Near-optimal Frequency-weighted Interpolatory Model Reduction
For control engineers and researchers in model reduction, this provides a more efficient algorithm for weighted-H2 reduction of large-scale MIMO systems.
This paper develops an interpolatory framework for weighted-H2 model reduction of MIMO dynamical systems, deriving first-order necessary conditions for optimality and an algorithm that remains tractable for large state-space dimensions. Numerical examples demonstrate competitiveness with Frequency Weighted Balanced Truncation and the Weighted Iterative Rational Krylov Algorithm.

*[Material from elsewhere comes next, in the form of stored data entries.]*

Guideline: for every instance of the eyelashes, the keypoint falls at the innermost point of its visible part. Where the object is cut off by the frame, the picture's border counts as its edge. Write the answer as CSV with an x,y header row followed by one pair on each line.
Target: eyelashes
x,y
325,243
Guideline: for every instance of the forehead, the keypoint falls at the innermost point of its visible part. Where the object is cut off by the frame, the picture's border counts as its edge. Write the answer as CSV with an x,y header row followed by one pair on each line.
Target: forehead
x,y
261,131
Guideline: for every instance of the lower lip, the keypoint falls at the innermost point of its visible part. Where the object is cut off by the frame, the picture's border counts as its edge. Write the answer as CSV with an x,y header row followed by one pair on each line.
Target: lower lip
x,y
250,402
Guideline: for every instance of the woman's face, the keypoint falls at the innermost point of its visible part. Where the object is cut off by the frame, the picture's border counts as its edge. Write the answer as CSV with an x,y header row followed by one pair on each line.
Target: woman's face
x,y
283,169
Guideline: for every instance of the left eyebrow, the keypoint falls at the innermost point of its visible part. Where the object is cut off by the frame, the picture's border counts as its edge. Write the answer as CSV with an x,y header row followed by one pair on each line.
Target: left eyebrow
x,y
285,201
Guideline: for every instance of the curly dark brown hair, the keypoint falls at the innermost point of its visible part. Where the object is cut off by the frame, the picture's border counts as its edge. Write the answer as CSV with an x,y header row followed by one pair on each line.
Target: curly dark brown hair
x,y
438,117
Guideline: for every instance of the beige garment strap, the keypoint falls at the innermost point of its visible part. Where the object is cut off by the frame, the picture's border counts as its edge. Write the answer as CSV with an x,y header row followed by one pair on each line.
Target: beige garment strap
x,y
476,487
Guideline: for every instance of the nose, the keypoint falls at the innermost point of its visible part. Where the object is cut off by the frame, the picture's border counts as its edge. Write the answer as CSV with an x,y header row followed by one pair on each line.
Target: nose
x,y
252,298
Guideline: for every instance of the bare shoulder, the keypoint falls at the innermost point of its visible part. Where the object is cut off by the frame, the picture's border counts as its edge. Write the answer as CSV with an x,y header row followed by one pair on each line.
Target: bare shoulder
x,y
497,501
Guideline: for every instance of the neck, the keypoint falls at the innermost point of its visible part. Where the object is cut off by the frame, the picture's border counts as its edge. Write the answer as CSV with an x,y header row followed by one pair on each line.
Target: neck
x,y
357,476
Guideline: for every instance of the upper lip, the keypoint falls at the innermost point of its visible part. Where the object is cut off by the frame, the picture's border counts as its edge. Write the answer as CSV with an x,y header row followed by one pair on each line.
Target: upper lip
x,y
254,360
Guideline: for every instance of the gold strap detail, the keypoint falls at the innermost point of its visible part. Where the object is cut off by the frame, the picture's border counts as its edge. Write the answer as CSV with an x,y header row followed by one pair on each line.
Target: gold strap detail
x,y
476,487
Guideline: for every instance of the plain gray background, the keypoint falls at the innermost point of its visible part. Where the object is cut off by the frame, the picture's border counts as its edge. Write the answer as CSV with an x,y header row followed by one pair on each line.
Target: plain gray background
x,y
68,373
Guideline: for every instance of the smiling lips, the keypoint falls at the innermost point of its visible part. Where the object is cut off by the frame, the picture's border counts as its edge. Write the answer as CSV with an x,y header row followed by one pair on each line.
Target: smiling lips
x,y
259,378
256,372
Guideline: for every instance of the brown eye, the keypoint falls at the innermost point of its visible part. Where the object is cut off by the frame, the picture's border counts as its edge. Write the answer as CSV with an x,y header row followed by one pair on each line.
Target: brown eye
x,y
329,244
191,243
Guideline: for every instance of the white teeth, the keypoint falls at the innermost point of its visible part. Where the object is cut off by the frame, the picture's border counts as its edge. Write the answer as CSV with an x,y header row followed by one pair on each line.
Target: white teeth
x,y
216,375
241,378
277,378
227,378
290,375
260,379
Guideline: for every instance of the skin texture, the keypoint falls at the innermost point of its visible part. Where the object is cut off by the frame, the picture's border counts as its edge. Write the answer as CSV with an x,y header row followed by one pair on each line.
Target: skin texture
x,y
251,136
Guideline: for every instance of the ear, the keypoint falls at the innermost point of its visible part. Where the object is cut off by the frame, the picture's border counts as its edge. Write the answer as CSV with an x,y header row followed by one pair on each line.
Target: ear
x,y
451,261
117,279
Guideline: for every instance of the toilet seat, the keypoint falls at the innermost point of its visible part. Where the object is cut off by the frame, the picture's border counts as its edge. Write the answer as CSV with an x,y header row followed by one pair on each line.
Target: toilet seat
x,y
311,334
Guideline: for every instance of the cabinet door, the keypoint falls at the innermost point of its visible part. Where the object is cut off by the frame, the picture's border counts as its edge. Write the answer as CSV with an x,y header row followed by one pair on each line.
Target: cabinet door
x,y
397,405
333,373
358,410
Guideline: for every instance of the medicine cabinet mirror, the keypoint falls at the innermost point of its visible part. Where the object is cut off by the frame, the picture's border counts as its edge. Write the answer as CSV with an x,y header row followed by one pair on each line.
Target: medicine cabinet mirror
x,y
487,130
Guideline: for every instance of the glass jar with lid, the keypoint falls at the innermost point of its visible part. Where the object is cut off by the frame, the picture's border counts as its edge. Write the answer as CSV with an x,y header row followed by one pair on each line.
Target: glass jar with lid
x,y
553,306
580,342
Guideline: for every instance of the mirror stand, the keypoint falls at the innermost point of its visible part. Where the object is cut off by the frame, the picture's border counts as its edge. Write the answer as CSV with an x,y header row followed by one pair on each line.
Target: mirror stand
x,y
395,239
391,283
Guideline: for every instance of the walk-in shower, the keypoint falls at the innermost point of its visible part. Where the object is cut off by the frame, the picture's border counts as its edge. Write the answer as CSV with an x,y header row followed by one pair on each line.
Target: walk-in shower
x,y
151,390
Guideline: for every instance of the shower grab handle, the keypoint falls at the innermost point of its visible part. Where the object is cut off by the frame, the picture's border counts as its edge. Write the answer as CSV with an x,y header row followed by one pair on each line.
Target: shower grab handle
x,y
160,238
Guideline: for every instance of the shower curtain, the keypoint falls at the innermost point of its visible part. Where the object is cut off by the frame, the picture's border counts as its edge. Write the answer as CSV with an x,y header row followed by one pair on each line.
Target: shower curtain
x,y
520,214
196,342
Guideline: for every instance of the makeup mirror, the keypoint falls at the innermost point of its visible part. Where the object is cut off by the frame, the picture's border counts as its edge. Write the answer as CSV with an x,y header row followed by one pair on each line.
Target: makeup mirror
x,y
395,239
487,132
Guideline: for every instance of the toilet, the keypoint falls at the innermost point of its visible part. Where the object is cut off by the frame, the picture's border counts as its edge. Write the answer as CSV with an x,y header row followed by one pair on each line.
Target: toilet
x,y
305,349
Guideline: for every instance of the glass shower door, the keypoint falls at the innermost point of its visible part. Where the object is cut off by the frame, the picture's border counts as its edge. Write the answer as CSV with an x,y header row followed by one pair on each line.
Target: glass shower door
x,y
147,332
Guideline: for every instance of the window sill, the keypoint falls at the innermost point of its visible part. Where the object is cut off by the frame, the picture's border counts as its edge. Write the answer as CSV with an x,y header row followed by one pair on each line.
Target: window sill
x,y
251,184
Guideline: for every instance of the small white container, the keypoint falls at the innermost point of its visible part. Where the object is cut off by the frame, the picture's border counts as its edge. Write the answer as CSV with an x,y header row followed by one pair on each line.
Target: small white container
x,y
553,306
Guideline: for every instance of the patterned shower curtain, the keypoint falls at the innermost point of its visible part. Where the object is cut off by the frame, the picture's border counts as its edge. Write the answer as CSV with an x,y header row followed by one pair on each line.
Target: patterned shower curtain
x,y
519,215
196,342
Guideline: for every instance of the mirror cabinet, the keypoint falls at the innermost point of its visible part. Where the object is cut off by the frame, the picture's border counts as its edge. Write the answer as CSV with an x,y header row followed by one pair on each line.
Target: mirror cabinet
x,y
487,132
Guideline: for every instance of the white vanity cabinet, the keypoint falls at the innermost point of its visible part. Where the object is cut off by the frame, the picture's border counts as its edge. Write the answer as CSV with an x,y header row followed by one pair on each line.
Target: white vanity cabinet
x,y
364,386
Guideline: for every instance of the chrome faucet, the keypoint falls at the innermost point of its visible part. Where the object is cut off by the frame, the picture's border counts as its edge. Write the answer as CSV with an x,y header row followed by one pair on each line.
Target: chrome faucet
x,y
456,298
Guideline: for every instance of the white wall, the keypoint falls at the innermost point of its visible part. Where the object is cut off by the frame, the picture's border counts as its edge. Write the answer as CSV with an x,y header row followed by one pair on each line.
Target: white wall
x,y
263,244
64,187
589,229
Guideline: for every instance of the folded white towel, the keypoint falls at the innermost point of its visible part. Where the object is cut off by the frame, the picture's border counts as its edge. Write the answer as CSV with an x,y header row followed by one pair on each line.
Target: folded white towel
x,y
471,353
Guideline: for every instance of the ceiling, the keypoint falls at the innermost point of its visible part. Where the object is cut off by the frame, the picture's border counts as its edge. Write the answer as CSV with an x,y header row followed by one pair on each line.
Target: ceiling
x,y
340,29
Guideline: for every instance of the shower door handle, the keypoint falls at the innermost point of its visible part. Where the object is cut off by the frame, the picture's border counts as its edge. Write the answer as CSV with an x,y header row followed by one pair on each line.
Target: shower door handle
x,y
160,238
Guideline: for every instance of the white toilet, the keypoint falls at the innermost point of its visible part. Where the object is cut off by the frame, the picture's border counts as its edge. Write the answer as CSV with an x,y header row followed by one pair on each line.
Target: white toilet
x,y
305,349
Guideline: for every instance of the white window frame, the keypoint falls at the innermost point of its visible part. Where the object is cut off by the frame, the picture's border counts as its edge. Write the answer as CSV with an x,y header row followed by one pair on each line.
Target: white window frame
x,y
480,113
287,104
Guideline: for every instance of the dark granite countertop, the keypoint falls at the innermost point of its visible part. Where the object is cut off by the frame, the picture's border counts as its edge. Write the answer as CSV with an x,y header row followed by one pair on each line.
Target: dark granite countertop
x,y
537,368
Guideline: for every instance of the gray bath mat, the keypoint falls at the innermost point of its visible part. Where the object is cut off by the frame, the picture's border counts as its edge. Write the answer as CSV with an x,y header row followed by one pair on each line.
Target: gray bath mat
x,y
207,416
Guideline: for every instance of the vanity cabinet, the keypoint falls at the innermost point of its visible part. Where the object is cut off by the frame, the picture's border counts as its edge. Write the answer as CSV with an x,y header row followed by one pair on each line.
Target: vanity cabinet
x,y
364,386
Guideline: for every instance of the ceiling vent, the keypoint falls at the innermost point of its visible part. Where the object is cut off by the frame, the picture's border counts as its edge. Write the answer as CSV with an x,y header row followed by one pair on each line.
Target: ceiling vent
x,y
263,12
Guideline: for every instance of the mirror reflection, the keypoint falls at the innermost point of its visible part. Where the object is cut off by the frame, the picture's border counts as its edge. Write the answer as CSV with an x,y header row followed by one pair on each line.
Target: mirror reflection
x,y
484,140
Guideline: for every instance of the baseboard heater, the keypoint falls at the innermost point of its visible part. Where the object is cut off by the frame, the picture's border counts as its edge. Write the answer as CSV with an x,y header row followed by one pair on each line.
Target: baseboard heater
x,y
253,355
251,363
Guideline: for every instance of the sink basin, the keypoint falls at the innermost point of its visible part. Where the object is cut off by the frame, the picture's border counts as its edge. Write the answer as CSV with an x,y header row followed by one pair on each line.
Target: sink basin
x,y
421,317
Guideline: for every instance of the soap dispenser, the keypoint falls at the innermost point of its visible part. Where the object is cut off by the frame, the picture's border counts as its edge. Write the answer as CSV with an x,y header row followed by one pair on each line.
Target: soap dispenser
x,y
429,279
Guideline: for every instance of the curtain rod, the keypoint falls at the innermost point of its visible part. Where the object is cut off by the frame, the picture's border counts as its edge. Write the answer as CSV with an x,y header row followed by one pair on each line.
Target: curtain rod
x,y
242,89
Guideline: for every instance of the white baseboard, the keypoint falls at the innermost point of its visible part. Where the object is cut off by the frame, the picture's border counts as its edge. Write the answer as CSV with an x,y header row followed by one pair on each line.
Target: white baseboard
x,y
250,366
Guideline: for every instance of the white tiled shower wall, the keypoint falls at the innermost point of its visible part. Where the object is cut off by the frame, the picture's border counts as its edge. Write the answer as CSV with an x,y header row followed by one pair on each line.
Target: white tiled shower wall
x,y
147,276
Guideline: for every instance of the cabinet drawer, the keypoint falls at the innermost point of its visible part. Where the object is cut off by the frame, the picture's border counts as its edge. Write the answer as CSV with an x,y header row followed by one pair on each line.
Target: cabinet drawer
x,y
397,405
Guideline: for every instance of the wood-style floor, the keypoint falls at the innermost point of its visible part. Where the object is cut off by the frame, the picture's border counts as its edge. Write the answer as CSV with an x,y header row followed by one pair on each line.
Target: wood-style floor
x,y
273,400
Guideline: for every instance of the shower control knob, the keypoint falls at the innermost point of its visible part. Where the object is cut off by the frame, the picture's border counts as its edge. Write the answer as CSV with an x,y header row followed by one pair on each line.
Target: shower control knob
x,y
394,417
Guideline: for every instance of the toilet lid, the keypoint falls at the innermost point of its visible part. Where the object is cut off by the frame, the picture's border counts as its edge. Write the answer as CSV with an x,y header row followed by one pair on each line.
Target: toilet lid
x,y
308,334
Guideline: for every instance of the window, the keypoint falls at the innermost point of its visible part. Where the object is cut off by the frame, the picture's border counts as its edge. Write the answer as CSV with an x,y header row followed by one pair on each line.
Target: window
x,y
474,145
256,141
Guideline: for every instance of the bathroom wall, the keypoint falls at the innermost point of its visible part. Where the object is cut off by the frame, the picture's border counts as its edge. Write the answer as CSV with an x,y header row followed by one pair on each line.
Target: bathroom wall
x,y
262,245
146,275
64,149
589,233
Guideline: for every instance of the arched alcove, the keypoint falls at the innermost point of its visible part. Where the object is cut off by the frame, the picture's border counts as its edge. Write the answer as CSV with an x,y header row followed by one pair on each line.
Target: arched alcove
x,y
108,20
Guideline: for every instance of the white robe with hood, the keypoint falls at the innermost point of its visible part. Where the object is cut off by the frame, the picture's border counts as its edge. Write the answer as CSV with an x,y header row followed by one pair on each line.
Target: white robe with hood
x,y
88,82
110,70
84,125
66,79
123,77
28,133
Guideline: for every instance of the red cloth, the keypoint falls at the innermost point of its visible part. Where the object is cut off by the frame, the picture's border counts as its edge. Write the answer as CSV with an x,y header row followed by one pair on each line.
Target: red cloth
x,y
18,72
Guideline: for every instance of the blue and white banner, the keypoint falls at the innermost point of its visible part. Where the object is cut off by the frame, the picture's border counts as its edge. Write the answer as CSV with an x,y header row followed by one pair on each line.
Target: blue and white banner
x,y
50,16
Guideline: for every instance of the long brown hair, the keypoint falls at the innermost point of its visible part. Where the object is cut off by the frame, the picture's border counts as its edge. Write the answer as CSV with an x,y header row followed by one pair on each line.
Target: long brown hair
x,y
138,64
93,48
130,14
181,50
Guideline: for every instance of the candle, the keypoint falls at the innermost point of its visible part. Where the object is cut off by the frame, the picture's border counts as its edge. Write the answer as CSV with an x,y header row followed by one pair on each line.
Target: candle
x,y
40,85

This paper develops an interpolatory framework for weighted-$\mathcal{H}_2$ model reduction of MIMO dynamical systems. A new representation of the weighted-$\mathcal{H}_2$ inner products in MIMO settings is introduced and used to derive associated first-order necessary conditions satisfied by optimal weighted-$\mathcal{H}_2$ reduced-order models. Equivalence of these new interpolatory conditions with earlier Riccati-based conditions given by Halevi is also shown. An examination of realizations for equivalent weighted-$\mathcal{H}_2$ systems leads then to an algorithm that remains tractable for large state-space dimension. Several numerical examples illustrate the effectiveness of this approach and its competitiveness with Frequency Weighted Balanced Truncation and an earlier interpolatory approach, the Weighted Iterative Rational Krylov Algorithm.